TOPIC 2

Spectral and singular value decompositions

6 Further observations


Course: Math 535 - Mathematical Methods in Data Science (MMiDS)
Author: Sebastien Roch, Department of Mathematics, University of Wisconsin-Madison
Updated: Sep 21, 2020
Copyright: © 2020 Sebastien Roch


We make further observations.

6.1 Condition numbers

In this section we consider condition numbers, a measure of the sensitivity to perturbations of certain numerical problems. We look in particular at the conditioning of the least-squares problem.

6.1.1 Pseudoinverses

We have seen that the least-squares problem provides a solution concept for overdetermined systems. This leads to the following generalization of the matrix inverse.

Definition (Pseudoinverse): Let $A \in \mathbb{R}^{n \times m}$ be a matrix with SVD $A = U \Sigma V^T$ and singular values $\sigma_1 \geq \cdots \geq \sigma_r > 0$. A pseudoinverse $A^+ \in \mathbb{R}^{m \times n}$ is defined as

$$ A^+ = V \Sigma^+ U^T $$

where $\Sigma^+$ is the diagonal matrix with diagonal entries $\sigma_1^{-1}, \ldots, \sigma_r^{-1}$. $\lhd$

While it is not obvious from the definition (Exercise: Why? $\lhd$), the pseudoinverse is in fact unique. Note further that

$$ A A^+ = U \Sigma V^T V \Sigma^+ U^T = U U^T $$

and

$$ A^+ A = V \Sigma^+ U^T U \Sigma V^T = V V^T. $$

Three important cases:

  1. In the square nonsingular case, both products are the identity and we necessarily have $A^+ = A^{-1}$ by the Existence of an Inverse Lemma.

  2. If $A$ has full column rank $m \leq n$, then $r = m$ and $A^+ A = I_{m \times m}$.

  3. If $A$ has full row rank $n \leq m$, then $r = n$ and $A A^+ = I_{n \times n}$.

In the second case above, we recover our solution to the least-squares problem in the overdetermined case.


Lemma (Pseudoinverse and least squares): Let $A \in \mathbb{R}^{n \times m}$ of full column rank $m$ with $m \leq n$. Then

$$ A^+ = (A^T A)^{-1} A^T. $$

In particular, the solution to the least-square problem

$$ \min_{\mathbf{x} \in \mathbb{R}^m} \|A \mathbf{x} - \mathbf{b}\| $$

is $\mathbf{x}^* = A^+ \mathbf{b}$.


Proof idea: We use the SVD definition and check that the two sides are the same.

Proof: We first note that $A^T A$ is nonsingular.
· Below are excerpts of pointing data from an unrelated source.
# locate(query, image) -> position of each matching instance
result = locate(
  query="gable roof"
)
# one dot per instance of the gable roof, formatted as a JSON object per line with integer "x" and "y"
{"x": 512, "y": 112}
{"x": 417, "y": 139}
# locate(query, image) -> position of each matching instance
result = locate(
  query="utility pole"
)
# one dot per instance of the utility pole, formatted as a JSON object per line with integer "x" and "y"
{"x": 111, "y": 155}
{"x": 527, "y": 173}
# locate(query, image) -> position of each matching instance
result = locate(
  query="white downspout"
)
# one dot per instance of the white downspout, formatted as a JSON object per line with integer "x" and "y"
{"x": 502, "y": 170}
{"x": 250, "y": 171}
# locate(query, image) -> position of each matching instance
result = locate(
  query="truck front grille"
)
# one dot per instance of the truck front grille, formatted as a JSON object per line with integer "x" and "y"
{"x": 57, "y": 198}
Indeed, if $A^T A \mathbf{x} = \mathbf{0}$, then $\mathbf{x}^T A^T A \mathbf{x} = \|A\mathbf{x}\|^2 = 0$ so that $A \mathbf{x} = \mathbf{0}$ by the point-separating property of the vector norm. In turn, since the columns of $A$ are linearly independent by assumption, this implies $\mathbf{x} = \mathbf{0}$. Hence the columns of $A^T A$ are also linearly indepedent.
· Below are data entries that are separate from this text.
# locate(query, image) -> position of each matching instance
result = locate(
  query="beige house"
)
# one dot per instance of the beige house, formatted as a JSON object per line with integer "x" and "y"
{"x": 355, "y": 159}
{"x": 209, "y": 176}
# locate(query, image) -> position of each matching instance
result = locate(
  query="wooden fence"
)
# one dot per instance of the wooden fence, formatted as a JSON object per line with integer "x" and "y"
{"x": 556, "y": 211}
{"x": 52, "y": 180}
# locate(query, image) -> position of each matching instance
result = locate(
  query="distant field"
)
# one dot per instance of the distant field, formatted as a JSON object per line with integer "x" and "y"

Now let $A = U \Sigma V^T$ be an SVD of $A$ (with positive singular values). We then note that

$$ (A^T A)^{-1} A^T = (V \Sigma U^T U \Sigma V^T)^{-1} V \Sigma U^T = V \Sigma^{-2} V^T V \Sigma U^T = A^+ $$

as claimed.

The second claim follows from the normal equations. $\square$

NUMERICAL CORNER In Julia, the pseudoinverse of a matrix can be computed using the function pinv.

In [1]:
#Julia version: 1.5.1
using Plots, LinearAlgebra
In [2]:
M = [1.5 1.3; 1.2 1.9; 2.1 0.8]
Out[2]:
3×2 Array{Float64,2}:
 1.5  1.3
 1.2  1.9
 2.1  0.8
In [3]:
Mp = pinv(M)
Out[3]:
2×3 Array{Float64,2}:
 0.0930539  -0.311014   0.587446
 0.126271    0.629309  -0.449799
In [4]:
Mp*M
Out[4]:
2×2 Array{Float64,2}:
 1.0         -4.05256e-17
 2.5981e-16   1.0

6.1.2 Conditioning of matrix-vector multiplication

We define the condition number of a matrix and show that it captures some information about the sensitivity to perturbations of matrix-vector multiplications. First an exercise.
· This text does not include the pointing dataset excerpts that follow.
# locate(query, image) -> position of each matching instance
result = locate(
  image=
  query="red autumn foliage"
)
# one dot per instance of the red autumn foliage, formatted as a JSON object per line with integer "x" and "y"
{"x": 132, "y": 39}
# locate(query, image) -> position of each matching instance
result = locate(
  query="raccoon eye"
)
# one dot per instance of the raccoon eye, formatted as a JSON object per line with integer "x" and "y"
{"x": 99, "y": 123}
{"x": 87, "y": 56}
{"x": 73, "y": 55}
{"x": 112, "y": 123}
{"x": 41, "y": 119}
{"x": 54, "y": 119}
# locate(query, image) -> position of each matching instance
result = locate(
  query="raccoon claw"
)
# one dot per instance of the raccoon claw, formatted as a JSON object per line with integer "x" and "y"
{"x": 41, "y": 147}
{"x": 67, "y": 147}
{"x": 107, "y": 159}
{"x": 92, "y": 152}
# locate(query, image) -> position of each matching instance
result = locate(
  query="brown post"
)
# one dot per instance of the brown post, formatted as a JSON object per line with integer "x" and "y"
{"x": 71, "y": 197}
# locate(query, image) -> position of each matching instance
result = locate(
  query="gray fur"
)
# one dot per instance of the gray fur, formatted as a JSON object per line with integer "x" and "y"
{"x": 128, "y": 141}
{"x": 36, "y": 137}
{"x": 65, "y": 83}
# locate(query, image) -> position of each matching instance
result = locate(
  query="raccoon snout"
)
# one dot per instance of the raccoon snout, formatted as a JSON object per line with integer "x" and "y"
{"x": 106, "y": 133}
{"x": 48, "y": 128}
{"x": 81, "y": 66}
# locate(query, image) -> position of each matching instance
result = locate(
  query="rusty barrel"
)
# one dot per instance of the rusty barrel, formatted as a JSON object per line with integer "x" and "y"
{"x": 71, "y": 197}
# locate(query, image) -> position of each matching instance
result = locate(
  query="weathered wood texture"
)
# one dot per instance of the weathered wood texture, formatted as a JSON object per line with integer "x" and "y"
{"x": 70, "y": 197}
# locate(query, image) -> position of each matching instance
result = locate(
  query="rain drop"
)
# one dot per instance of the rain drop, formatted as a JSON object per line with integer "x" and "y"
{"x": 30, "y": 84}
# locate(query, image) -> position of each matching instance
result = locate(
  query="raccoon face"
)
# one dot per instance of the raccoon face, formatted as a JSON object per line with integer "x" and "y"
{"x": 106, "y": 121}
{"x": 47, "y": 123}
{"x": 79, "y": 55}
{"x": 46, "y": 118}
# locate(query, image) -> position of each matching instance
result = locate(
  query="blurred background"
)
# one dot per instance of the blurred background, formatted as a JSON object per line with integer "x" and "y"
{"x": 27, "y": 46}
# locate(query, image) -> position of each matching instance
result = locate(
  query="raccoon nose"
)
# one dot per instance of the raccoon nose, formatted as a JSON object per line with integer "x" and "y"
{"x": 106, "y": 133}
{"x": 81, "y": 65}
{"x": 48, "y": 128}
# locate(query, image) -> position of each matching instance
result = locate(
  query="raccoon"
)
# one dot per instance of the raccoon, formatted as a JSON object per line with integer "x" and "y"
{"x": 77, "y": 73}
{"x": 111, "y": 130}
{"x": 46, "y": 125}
Exercise: Let $A \in \mathbb{R}^{n \times n}$ be nonsingular with SVD $A = U \Sigma V^T$ where the singular values satisfy $\sigma_1 \geq \cdots \geq \sigma_n > 0$. Show that

$$ \min_{\mathbf{x} \neq \mathbf{0}} \frac{\|A \mathbf{x}\|}{\|\mathbf{x}\|} = \min_{\mathbf{y} \neq \mathbf{0}} \frac{\|\mathbf{y}\|}{\|A^{-1}\mathbf{y}\|} = \sigma_n = 1/\|A^+\|_2. $$

$\lhd$

Definition (Condition number of a matrix): The condition number (in the induced $2$-norm) of a matrix $A \in \mathbb{R}^{n \times m}$ is defined as

$$ \kappa_2(A) = \|A\|_2 \|A^+\|_2. $$

$\lhd$

In the square nonsingular case, this reduces to

$$ \kappa_2(A) = \|A\|_2 \|A^{-1}\|_2 = \frac{\sigma_1}{\sigma_n} $$

where we used the exercise above. In words, $\kappa_2(A)$ is the ratio of the largest to the smallest stretching under $A$.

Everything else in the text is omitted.